Sunday, March 30, 2008

Love

Finally, I've summoned enough courage to write about what is perhaps the most important -- yet also the most difficult -- topic that anyone can write about: Love.

You may wonder what love has to do with success. Or in the famous words sung by Tina Turner: "What's love got to do with it?"

A great deal, as I'll explain later on.

For now, let me submit an idea for your consideration: There is an intimate yet intricate relationship between true love and true self.

"True self" is when a person has become one with his or her own nature. A saint is a good example. There are also great artists and scientists and writers who have become one with their true nature or their ideal self.

"True love," in this discussion, refers to the true romantic love between a man and a woman. I would even say that it is a man merging with a woman at three levels: physical, emotional and spiritual.

The relationship between true love and true self can be bluntly expressed in these terms:

1. Finding your true self will help you find true love
2. True love (from another person who has become his/her true self) will help you find your true self

Here's an analogy to help you to see how it works. Imagine that a man and a woman are the two pillars supporting a temple. In case #1, a person has found his true self and therefore has become a solid pillar. If he enters into a relationship, he is more likely to be a "teacher" of love than the woman, who may be struggling to find herself. Of course, it's equally possible that the woman is the one who is more solid, as a pillar, than the man, in which case she is the "teacher" of love.

In case #2, an unstable or confused person may stumble upon a relationship in which the other person, by virtue of having found her true self, acts as a "teacher" of love.

Note: by "teacher," I don't mean someone who lectures or teaches lessons. I mean someone who shines through personal example. A phrase in the Bible captures that idea: "I have not come to teach you, but to love you. Love itself will teach you."

Of course, the two cases above are rather extreme. There will be a wide range of situations. However, in all relationships, one person will likely be the teacher of love while the other is a student. The roles might be reversed as time goes by.

What's important is to discern the impact that a relationship has on one's self-esteem or self-concept. For instance, if a man doesn't treat a woman right, and she doesn't feel respect from him, that cannot be a good relationship.

Such a relationship will eventually lead her very far from her true self. And anything we do in life that is not firmly grounded in who we truly are, is bound to fail.
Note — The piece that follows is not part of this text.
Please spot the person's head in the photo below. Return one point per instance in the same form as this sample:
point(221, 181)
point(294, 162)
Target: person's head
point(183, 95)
The German poet Rainer Maria Rilke wrote that young people often make the mistake of expecting too much from love. So when things don't turn out as they wish, they are tragically crushed by the sad ending of their romance. Rilke concluded that love is like a masterpiece that takes a lifetime to create.

I would add that love of self is much more important than romantic love. In fact, as you know already, if a person is incapable of loving herself, she cannot possibly love another person.

That's because loving essentially means giving yourself to the other person. But if you are not in possession of yourself, then you have nothing to give.

The next question is, "Is it necessary to find one's true self before one can find true love?"

My theory is that in every human being, from age 18 to age 70 or beyond, there is a spark of truth. If the person focuses on this spark of truth or this seed of selfhood, she will be on the right path. Being on the right path means she is growing to become her authentic self.

On such a path, it is far more likely that she will find and experience true love in a relationship with a man. Similarly, a man who's on the path to becoming his true self, will find it easier to find his true love. There won't be any unnecessary drama or tragedy attached to such a truthful pursuit of love.

Let's now answer the question, "What's love got to do with success?"

As I tried to explain above, when a person finds her true self, she is, as it were, in possession of a great treasure. So it feels natural for her to give away her treasure to other people. She feels the natural urge to share her abundant love which comes forth from within.

On the other hand, a person who is not aligned with her true self, will feel deprived and thus will not feel inclined to give love or even friendship to other people. It's not that she's selfish or egotistical; she simply has nothing to give. This makes it very hard for her to succeed at work.

Since she doesn't give to others, she is unlikely to make many friends, and so she lives in a universe where affection is denied to her. She is trapped in a vicious cycle where emotional energy is drained from her. Of course, all is not lost. It will get to a point where it becomes so obvious that she is in deep trouble that someone -- usually a person who has a lot of love to give -- will generously offer to help.

My point is that success in life, in one's career, in business, etc. seems to require two things:

1. Find your true self (or at least, the spark of truth within you, and cultivate it; for example, my spark of truth comes from contemplative practice or meditation or reading books. I don't often watch TV or read newspapers because I don't think I will find any truth about myself in those mass media).

2. Surround yourself with people who will help you to feel better about yourself. On that note, I highly recommend Tom Rath's latest book, Vital Friends. He describes 8 types of "vital friends" who can really help you and support you as you engage on the path of personal and professional growth.